Figure 2. Dynamics during “adjustable mixing” and “adjustable cycling” periods of different length.

The prevalence of symptomatically infected patients by strain genotype during deterministic realizations of scenario ii) (single-resistance among incoming patients) are shown. Red indicates resistance to drug A, blue indicates resistance to drug B, purple resistance to both drugs, and black the overall prevalence. Graph A) shows the dynamics during mixing, B)–D) during cycling with increasing period length. The grey vertical lines indicate a period change.

Figure 3. Cycling is successful when treatment is adjusted.
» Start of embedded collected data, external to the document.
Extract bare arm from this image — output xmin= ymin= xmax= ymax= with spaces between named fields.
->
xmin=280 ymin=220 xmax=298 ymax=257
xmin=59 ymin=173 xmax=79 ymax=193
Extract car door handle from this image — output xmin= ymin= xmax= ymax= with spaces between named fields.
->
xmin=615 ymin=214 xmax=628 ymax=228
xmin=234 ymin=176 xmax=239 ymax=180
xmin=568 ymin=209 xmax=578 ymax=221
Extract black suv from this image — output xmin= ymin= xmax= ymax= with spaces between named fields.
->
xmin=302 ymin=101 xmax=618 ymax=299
The schematic on the left illustrates treatment adjustment upon progression. A patient colonized (C) with an A-resistant pathogen as indicated by red circles and receiving drug A progresses to symptomatic disease (I) because the current drug is ineffective. Upon progression, the therapy under which the patient deteriorated is switched to drug B. This drug is effectively clearing the infection and the patient becomes susceptible (S) for new colonization. The left panel (A, C) shows a scenario where treatment is adjusted upon progression, the right panel (B, D) shows the same parameter without treatment adjustment. We modeled the scenario without treatment adjustment by setting the progression rate to zero, the treatment frequencies for colonized patients were adjusted to correspond to the overall treatment frequencies in our standard settings. The x-axis gives the period length, the y-axis the prevalence of single-resistant carriers relative to Mixing. The upper panel (A, B) shows the prevalence of colonized (green), symptomatically infected (black) and symptomatic patients who are inappropriately treated (grey). The lower panel (C, D) shows the genotype composition depending on the period length: red indicates resistance to A, blue resistance to B, and purple resistance to both drugs. The dotted black line indicates no difference in prevalence.
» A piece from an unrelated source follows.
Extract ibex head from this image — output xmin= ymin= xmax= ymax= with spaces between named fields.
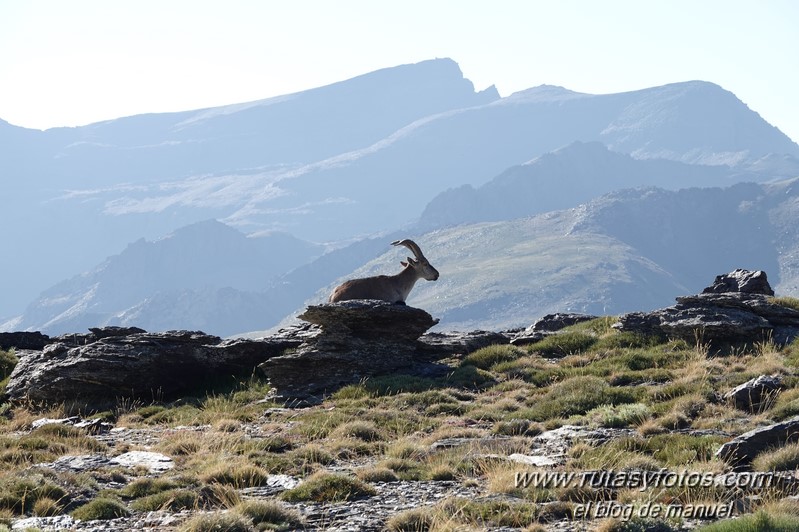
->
xmin=393 ymin=239 xmax=439 ymax=281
Figure 4. Compartmental model for single strain.

Explanations of the parameters, their standard values, the range over which we varied these parameters, as well as references are given in table S6. The compartments are: P = protected patients; S = susceptible patients; C = colonized patients; I = infected patients; E = environment. The color coded arrows indicate: violet = environmental contamination & decay; blue = admission & mortality/discharge; green = decolonization & recovery (this does not necessarily indicate full clearance of the pathogen from all body compartments, rather, it describes that the bacterial population has decreased sufficiently to allow a new strain to take over); orange = progression; red = transmission.
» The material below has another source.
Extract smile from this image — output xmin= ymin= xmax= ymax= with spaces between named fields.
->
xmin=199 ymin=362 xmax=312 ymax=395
Figure 5. Treatment algorithm.

The superscript denotes the treatment status. Colonized patients are assigned with frequencies f _p and f _p,AB to treatment for other causes than symptomatic infections with the organism under consideration. If they progress to symptomatic disease and were previously treated with a single drug, this drug is then switched, while patients on both drugs remain on their treatment. Infected patients are assigned to treatments according to the current treatment strategy (mixing or cycling) immediately upon entering the ward.